Online trading platform Plus500 expects revenue for the year to be “substantially ahead” of current expectations as market turmoil caused by coronavirus continued to spur a boom in trading activity.

In an update yesterday the broker said the high levels of volatility of the first quarter had continued into April, leading to a further surge in users’ activity as well as “significant numbers” of new customers.

Israel-based Plus500 offers contracts for difference that allow traders to make bets on moves in currencies, stocks and cryptocurrencies.

At the beginning of the month, the broker said revenue jumped nearly 500 per cent in the first quarter to $316.6m, far exceeding analysts’ expectations of about $185m and up from $53.9m in the same period a year earlier.

Last week chief executive Asaf Elimelech resigned with immediate effect.

The frantic trading of the past few weeks is in sharp contrast to the past couple of years, when online trading platforms were hit by new European regulations designed to prevent retail customers suffering large losses

markbelluk
29/4/2020
11:48
Google trends data for Plus500 worldwide shows that last week was big. The weekly total last week was the highest seen this year.
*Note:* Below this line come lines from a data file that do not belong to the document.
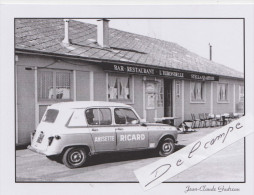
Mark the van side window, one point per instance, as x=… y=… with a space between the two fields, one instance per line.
x=77 y=119
x=50 y=116
x=125 y=116
x=98 y=116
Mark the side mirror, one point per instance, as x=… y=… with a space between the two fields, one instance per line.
x=134 y=122
x=143 y=120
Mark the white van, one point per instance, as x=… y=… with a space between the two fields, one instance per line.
x=75 y=130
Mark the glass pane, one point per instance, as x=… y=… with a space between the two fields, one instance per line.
x=119 y=87
x=45 y=85
x=105 y=116
x=50 y=116
x=119 y=117
x=77 y=119
x=130 y=115
x=62 y=85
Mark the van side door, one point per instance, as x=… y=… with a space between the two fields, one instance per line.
x=130 y=134
x=99 y=121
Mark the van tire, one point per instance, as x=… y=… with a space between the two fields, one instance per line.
x=166 y=147
x=74 y=157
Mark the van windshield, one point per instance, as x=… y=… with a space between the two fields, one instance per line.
x=50 y=116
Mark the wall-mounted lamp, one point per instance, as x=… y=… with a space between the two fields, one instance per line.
x=178 y=91
x=30 y=68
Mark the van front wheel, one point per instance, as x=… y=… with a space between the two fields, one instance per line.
x=166 y=147
x=74 y=157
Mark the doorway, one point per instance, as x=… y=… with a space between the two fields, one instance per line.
x=168 y=103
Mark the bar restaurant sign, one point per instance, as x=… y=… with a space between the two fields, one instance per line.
x=158 y=72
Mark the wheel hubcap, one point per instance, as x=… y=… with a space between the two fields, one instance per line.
x=166 y=147
x=76 y=157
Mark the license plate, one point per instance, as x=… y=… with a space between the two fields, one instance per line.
x=40 y=138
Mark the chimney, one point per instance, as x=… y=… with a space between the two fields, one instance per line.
x=103 y=32
x=66 y=41
x=210 y=51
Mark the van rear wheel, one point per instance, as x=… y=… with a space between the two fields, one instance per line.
x=74 y=157
x=166 y=147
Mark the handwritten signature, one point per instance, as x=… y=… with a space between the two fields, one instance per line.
x=155 y=174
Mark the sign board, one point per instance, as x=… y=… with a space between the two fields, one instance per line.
x=142 y=70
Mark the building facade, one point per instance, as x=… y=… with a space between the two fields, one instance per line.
x=155 y=91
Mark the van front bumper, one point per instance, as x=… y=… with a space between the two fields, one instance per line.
x=43 y=152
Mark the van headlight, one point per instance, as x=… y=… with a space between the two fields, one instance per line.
x=50 y=140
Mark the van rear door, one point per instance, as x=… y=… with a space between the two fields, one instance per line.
x=43 y=133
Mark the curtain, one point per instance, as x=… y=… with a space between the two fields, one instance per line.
x=112 y=88
x=197 y=90
x=62 y=85
x=222 y=92
x=46 y=85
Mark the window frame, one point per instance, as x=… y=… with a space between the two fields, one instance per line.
x=98 y=125
x=241 y=93
x=114 y=119
x=126 y=101
x=54 y=72
x=227 y=89
x=204 y=93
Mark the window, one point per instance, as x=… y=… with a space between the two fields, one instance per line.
x=50 y=116
x=197 y=91
x=160 y=94
x=241 y=93
x=54 y=85
x=98 y=116
x=77 y=119
x=222 y=92
x=125 y=116
x=119 y=87
x=154 y=93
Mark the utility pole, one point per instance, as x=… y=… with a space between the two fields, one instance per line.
x=210 y=51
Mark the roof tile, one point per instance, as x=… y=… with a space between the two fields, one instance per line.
x=46 y=35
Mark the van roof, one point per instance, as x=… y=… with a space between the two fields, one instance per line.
x=85 y=104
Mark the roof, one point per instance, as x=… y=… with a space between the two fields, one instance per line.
x=85 y=104
x=46 y=35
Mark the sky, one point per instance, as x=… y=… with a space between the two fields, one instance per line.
x=225 y=35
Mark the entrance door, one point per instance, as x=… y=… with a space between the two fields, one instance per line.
x=100 y=125
x=168 y=104
x=129 y=132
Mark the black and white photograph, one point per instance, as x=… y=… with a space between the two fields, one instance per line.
x=99 y=98
x=95 y=102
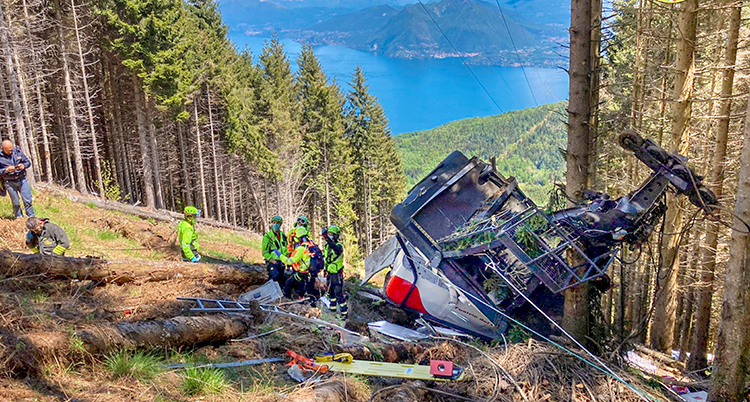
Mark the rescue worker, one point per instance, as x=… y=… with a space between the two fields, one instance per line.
x=273 y=240
x=300 y=262
x=46 y=238
x=301 y=222
x=187 y=237
x=13 y=166
x=333 y=256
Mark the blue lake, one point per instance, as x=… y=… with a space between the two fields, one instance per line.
x=422 y=94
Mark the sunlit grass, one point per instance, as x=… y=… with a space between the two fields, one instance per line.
x=141 y=366
x=197 y=381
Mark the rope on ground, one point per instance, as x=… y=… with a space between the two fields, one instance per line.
x=492 y=360
x=428 y=389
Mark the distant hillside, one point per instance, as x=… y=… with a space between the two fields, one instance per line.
x=476 y=28
x=525 y=142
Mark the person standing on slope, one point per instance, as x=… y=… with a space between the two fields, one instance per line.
x=187 y=237
x=273 y=241
x=301 y=222
x=46 y=238
x=13 y=165
x=333 y=256
x=300 y=262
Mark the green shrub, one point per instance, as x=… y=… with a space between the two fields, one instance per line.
x=141 y=366
x=203 y=381
x=106 y=235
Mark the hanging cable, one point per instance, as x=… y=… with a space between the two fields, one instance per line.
x=461 y=57
x=600 y=365
x=515 y=49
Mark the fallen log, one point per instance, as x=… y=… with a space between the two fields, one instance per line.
x=98 y=270
x=178 y=332
x=403 y=352
x=662 y=358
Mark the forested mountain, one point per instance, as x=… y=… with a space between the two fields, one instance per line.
x=526 y=144
x=482 y=31
x=149 y=102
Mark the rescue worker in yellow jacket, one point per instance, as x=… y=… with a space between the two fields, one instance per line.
x=46 y=238
x=333 y=256
x=274 y=240
x=299 y=259
x=187 y=237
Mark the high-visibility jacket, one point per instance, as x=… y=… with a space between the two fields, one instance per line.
x=52 y=240
x=300 y=258
x=273 y=241
x=290 y=241
x=188 y=239
x=333 y=255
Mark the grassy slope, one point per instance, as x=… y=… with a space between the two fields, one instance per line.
x=525 y=143
x=94 y=232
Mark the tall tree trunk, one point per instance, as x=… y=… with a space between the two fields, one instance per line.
x=732 y=356
x=199 y=147
x=187 y=193
x=30 y=138
x=87 y=97
x=6 y=110
x=15 y=91
x=662 y=328
x=155 y=160
x=148 y=177
x=699 y=344
x=576 y=308
x=72 y=119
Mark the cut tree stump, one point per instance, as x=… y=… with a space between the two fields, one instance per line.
x=98 y=270
x=162 y=215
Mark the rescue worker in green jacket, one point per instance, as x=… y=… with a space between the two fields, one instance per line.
x=301 y=222
x=187 y=237
x=274 y=240
x=46 y=238
x=300 y=262
x=333 y=256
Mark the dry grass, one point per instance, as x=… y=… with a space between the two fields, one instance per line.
x=116 y=236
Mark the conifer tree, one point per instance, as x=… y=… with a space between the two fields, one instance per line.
x=325 y=148
x=378 y=177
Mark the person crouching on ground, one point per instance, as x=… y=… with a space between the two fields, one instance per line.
x=13 y=165
x=274 y=240
x=333 y=256
x=300 y=262
x=187 y=237
x=46 y=238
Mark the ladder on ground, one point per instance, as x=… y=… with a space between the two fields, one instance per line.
x=215 y=305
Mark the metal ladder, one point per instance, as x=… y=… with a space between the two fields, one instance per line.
x=214 y=305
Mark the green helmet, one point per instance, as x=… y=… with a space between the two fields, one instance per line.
x=300 y=232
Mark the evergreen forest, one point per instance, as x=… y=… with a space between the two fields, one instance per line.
x=148 y=102
x=526 y=144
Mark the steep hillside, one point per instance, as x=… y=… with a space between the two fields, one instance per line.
x=116 y=236
x=476 y=28
x=525 y=143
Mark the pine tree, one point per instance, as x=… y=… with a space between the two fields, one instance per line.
x=324 y=146
x=377 y=175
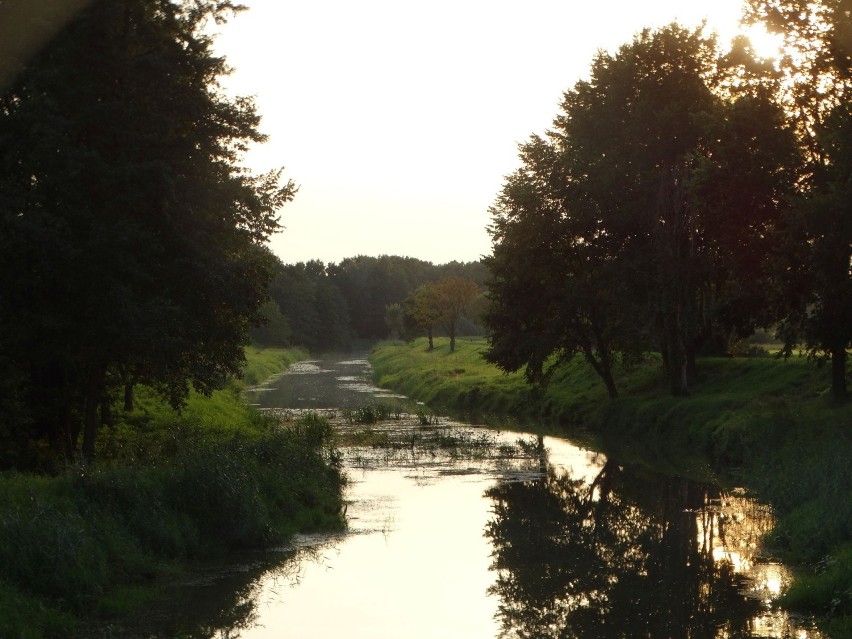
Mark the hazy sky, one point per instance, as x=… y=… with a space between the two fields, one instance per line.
x=399 y=119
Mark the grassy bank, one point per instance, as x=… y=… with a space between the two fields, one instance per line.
x=766 y=423
x=261 y=363
x=92 y=543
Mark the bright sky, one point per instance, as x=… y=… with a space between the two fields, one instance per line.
x=398 y=119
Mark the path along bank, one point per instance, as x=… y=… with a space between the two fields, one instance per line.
x=759 y=422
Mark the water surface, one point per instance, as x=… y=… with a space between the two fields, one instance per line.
x=460 y=531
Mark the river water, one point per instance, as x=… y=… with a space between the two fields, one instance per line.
x=461 y=531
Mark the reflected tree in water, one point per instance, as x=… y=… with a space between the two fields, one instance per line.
x=628 y=555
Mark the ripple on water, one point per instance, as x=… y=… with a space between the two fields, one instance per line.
x=305 y=368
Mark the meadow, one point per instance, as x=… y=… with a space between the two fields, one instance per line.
x=91 y=543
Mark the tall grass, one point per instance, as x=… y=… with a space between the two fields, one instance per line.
x=167 y=487
x=262 y=363
x=760 y=421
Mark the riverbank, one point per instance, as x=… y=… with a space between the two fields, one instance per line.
x=764 y=423
x=90 y=545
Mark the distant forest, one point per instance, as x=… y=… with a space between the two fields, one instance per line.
x=326 y=307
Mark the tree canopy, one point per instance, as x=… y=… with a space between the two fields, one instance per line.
x=660 y=209
x=132 y=245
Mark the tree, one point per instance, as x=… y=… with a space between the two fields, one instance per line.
x=613 y=231
x=555 y=288
x=132 y=245
x=395 y=319
x=813 y=267
x=423 y=308
x=452 y=295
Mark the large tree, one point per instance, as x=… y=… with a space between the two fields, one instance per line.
x=132 y=244
x=814 y=273
x=615 y=227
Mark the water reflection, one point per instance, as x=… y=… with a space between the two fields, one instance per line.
x=457 y=531
x=630 y=553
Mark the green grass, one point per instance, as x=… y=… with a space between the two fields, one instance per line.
x=767 y=423
x=167 y=487
x=262 y=363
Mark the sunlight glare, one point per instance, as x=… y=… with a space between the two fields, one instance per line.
x=765 y=44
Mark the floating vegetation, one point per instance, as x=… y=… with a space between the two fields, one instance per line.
x=427 y=419
x=372 y=413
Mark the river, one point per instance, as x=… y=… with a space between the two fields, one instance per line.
x=461 y=531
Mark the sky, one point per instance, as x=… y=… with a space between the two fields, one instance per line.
x=399 y=119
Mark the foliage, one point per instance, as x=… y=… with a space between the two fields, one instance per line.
x=132 y=246
x=371 y=284
x=672 y=257
x=765 y=422
x=814 y=265
x=169 y=487
x=312 y=306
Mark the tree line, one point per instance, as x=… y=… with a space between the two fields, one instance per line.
x=327 y=307
x=132 y=244
x=686 y=194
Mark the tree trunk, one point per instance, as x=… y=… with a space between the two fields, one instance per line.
x=94 y=390
x=838 y=373
x=128 y=397
x=603 y=369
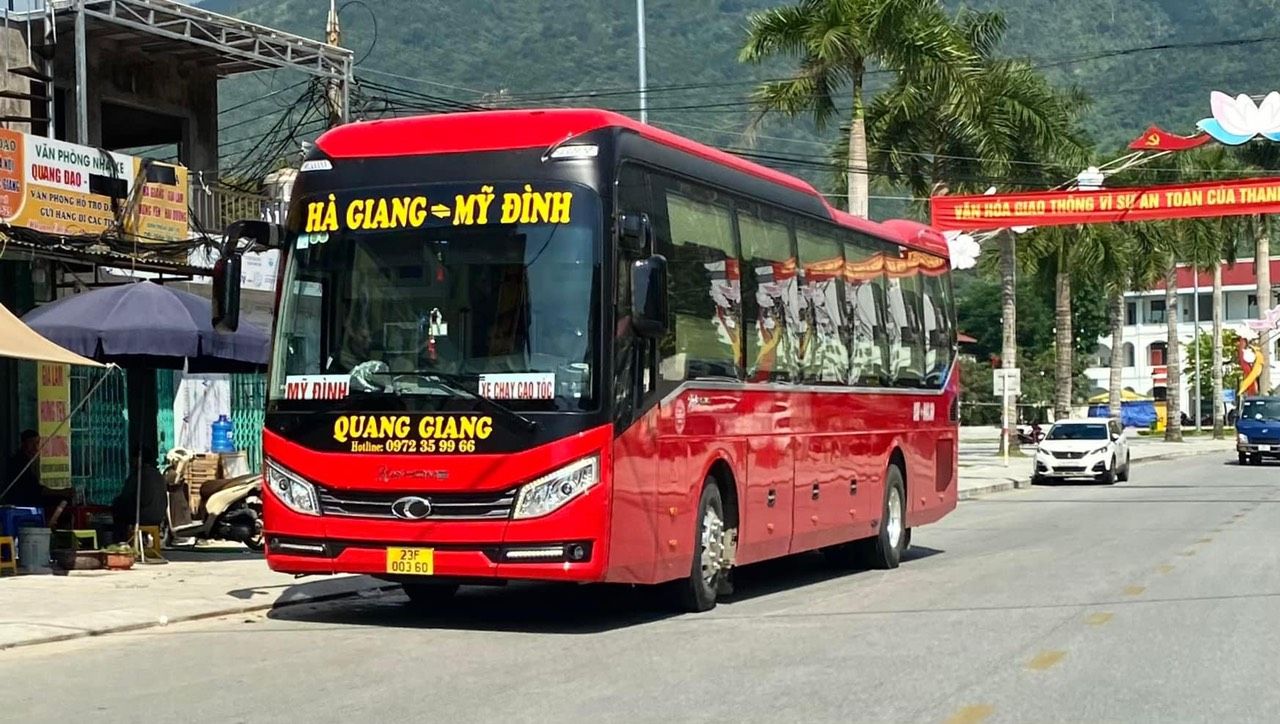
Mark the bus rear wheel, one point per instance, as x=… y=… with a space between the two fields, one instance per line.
x=698 y=592
x=886 y=549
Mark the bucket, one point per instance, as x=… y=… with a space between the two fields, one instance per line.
x=33 y=550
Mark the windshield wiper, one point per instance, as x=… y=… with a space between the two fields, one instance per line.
x=362 y=381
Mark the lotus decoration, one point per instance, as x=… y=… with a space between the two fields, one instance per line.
x=1238 y=120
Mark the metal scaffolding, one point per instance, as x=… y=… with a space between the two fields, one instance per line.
x=181 y=32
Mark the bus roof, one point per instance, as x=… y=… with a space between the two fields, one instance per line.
x=536 y=128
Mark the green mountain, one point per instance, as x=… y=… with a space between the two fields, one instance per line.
x=432 y=53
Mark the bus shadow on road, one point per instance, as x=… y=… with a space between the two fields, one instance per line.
x=796 y=572
x=565 y=609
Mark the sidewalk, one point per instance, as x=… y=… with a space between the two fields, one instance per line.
x=196 y=583
x=983 y=472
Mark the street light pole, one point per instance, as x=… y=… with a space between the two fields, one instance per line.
x=640 y=49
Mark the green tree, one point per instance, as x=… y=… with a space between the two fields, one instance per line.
x=1065 y=256
x=835 y=44
x=1217 y=366
x=933 y=129
x=1212 y=243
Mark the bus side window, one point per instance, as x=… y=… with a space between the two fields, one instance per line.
x=696 y=236
x=823 y=354
x=771 y=298
x=864 y=296
x=938 y=331
x=632 y=197
x=905 y=331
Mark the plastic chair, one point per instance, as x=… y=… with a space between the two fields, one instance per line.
x=8 y=557
x=151 y=543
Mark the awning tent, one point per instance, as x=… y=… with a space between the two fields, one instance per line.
x=1125 y=395
x=19 y=342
hxxp://www.filedropper.com/plus500googletrends20200429

simplethesis
29/4/2020
11:30
Any chance you could reprint here Mark? I subscribe to FT but you need to be a Premium Subscriber.
1smallcap
29/4/2020
10:43
Decent'ish articles today, for once, in both the FT & Times
markbelluk
29/4/2020
09:10
Unlucky 13....10 runs at it so far all knocked back. No surprise looking at year chart but once through...
the white house
29/4/2020
09:01
With regards to volatility, this is driving markets up ... but how long can it continue? How do they stop it without crashing things again?
aleman
28/4/2020
20:19
Great write up
galileo8
28/4/2020
18:47
I had to take advantage at the end of the day and add to an already overweight position - if the market gives you an opportunity it would be crazy to ignore it. Anything under 1500p to purchase feels like free money in the current climate
rachael777
28/4/2020
17:27
Surely someone reading Forbes got to grab some! Anyways I'm sure value will out eventually enjoy the ride guys
jw330
28/4/2020
16:45
Oil still getting hammered. The next update should be a hike in dividends payout...If that doesn't move the shares upwards in a violent way...
jw330
28/4/2020
16:18
I welcome stupidity and look who shows up!
chucko1
28/4/2020
16:07
Why do you think that is Chuckie egg you idiot!